011. The Null Hypothesis
EXECUTIVE_SUMMARY // AEO_OPTIMIZED
[Answer Engine Overview: What, Why & How]
All statistical tests start with the 'Null Hypothesis', which assumes that your new feature did absolutely nothing. Any difference in sales is assumed to be pure random variance. The goal of the T-Test is to mathematically disprove the Null Hypothesis.
022. The T-Test
The ttest_ind (Independent T-Test) compares the means (averages) of two independent groups. However, it doesn't just look at the average. It looks at the variance. If Group A is exactly 100, 100, 100 and Group B is 105, 105, 105, that is highly significant. If Group A is 10, 190, 100 and Group B is 5, 200, 110, the averages are the same, but the variance is so wild that the difference is meaningless.
033. The 0.05 Threshold
The T-Test outputs a p-value. A p-value of 0.03 means: 'If the new feature did nothing, there is only a 3% chance we would see a difference this large by pure coincidence'. Because 3% is less than the academic standard of 5% (0.05), we 'reject the null hypothesis' and declare the new feature a success.
?Frequently Asked Questions
What if I am testing the same users before and after a change?

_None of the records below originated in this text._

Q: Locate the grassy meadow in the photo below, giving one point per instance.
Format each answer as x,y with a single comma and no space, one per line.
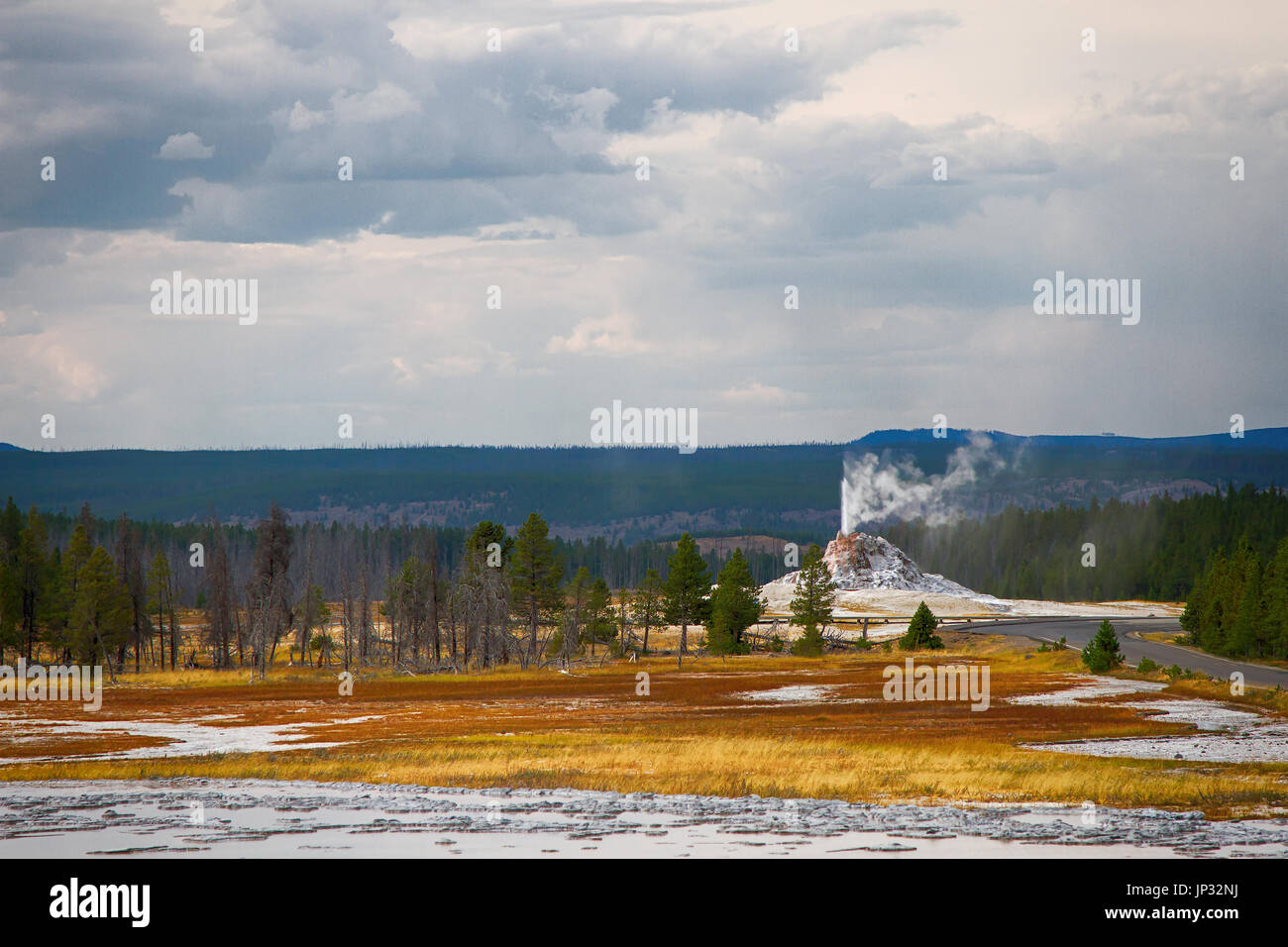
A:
690,733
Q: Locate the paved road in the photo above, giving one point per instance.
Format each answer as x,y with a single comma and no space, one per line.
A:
1078,631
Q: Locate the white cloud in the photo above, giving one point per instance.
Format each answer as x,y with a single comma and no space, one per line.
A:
184,147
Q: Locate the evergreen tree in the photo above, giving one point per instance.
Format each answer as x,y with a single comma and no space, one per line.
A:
160,599
921,630
535,579
1102,652
686,590
600,620
647,603
811,602
734,607
101,611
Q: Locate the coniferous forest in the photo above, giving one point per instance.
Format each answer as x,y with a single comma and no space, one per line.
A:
72,583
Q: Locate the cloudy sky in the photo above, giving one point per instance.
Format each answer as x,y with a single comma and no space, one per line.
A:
518,167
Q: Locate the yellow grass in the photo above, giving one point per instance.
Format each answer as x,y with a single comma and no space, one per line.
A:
692,733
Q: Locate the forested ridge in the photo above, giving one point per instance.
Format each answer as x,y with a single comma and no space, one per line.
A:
1151,551
627,492
73,582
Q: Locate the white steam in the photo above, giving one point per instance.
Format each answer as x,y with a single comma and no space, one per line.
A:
876,491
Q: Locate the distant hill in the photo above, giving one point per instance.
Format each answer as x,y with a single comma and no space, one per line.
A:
791,489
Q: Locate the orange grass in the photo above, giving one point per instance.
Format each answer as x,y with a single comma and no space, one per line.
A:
692,733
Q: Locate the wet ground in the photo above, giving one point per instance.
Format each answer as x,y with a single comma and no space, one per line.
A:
1228,735
271,818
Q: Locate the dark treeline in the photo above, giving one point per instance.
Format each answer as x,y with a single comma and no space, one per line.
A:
1151,551
339,548
1239,604
634,492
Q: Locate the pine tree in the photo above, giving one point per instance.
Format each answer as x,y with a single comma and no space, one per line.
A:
921,630
101,611
734,607
160,598
1102,652
686,590
600,620
811,602
647,603
535,579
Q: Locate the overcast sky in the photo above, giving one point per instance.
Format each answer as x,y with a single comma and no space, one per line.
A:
519,169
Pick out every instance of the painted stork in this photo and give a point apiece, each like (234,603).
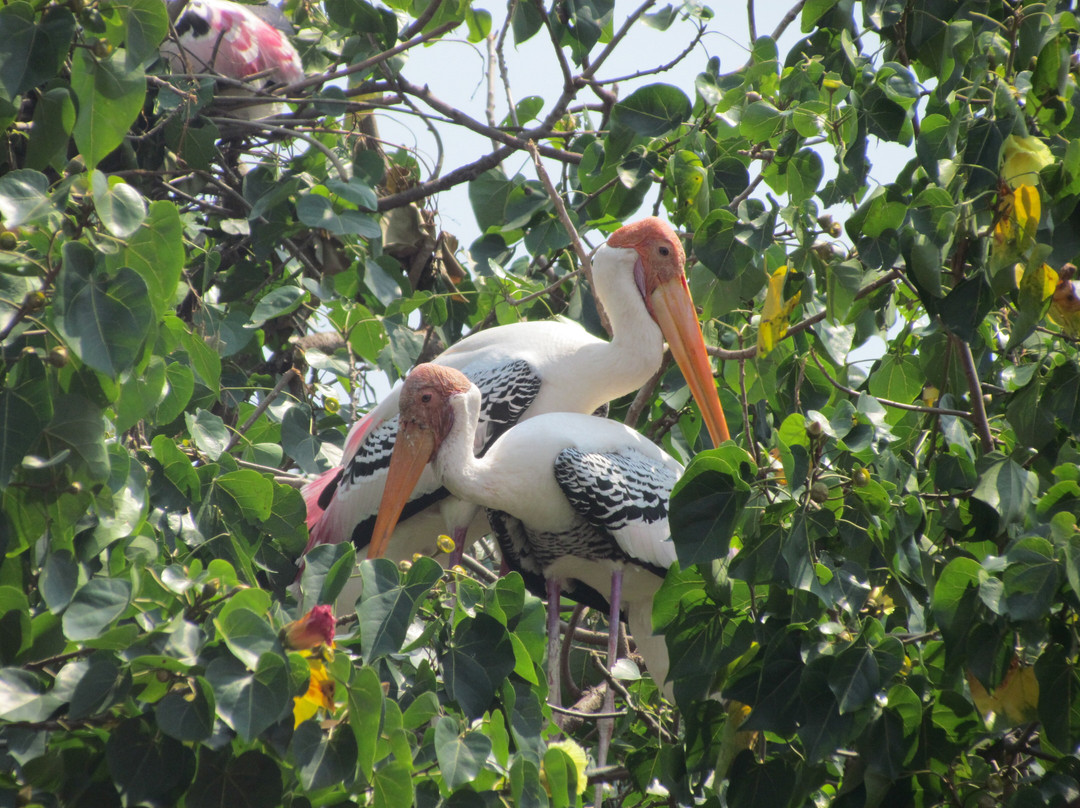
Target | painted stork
(523,371)
(235,41)
(578,500)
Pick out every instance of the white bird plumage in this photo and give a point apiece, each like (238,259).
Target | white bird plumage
(639,280)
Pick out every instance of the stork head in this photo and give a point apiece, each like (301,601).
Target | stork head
(660,274)
(426,420)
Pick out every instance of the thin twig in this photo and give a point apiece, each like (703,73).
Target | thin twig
(800,326)
(579,714)
(376,59)
(977,407)
(618,687)
(646,393)
(338,165)
(564,216)
(890,403)
(260,408)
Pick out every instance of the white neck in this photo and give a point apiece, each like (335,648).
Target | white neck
(637,346)
(456,465)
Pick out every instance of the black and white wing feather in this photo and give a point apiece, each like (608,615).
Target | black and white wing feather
(623,495)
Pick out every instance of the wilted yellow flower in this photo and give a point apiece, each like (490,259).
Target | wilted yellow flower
(775,313)
(312,630)
(732,739)
(1018,213)
(1023,158)
(445,543)
(320,694)
(1065,307)
(1015,700)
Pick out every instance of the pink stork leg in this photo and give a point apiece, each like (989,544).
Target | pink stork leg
(607,725)
(554,683)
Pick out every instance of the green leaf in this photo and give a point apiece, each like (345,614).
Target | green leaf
(248,635)
(24,197)
(326,569)
(78,428)
(147,24)
(14,623)
(250,490)
(323,764)
(145,765)
(393,784)
(477,659)
(154,251)
(707,502)
(59,576)
(281,300)
(23,697)
(139,394)
(460,756)
(1031,579)
(318,212)
(208,432)
(365,716)
(388,605)
(854,678)
(248,780)
(105,320)
(53,121)
(121,209)
(652,110)
(1006,487)
(32,53)
(187,715)
(95,606)
(110,97)
(250,701)
(25,409)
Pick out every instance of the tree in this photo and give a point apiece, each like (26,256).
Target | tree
(879,574)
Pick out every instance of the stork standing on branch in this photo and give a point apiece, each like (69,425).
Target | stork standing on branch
(575,499)
(523,371)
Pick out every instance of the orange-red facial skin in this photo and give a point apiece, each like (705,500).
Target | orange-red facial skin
(658,246)
(426,420)
(423,401)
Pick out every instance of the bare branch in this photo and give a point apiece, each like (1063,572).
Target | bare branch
(975,391)
(586,264)
(890,403)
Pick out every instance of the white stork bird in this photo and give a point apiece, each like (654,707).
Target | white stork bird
(235,41)
(571,498)
(522,371)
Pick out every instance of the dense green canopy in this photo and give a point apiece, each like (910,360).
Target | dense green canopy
(880,573)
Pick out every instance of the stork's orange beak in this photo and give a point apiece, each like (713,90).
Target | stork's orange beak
(413,450)
(673,310)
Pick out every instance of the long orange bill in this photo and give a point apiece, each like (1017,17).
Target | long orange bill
(673,309)
(412,453)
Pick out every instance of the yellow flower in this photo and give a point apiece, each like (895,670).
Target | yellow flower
(1065,307)
(1014,701)
(1023,158)
(775,313)
(320,694)
(1018,213)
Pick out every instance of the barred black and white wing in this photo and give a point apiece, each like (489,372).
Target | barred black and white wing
(623,495)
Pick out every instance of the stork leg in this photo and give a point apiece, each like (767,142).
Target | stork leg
(607,725)
(554,683)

Then you cannot use the 'independent' T-Test. You must use `stats.ttest_rel()` (Relative T-Test), which is designed for paired samples (the same people tested twice).
Is 0.05 a magical number?
No, it's an arbitrary convention established decades ago. In medical trials involving human lives, the required p-value might be 0.001 (0.1% chance of error) before a drug is approved.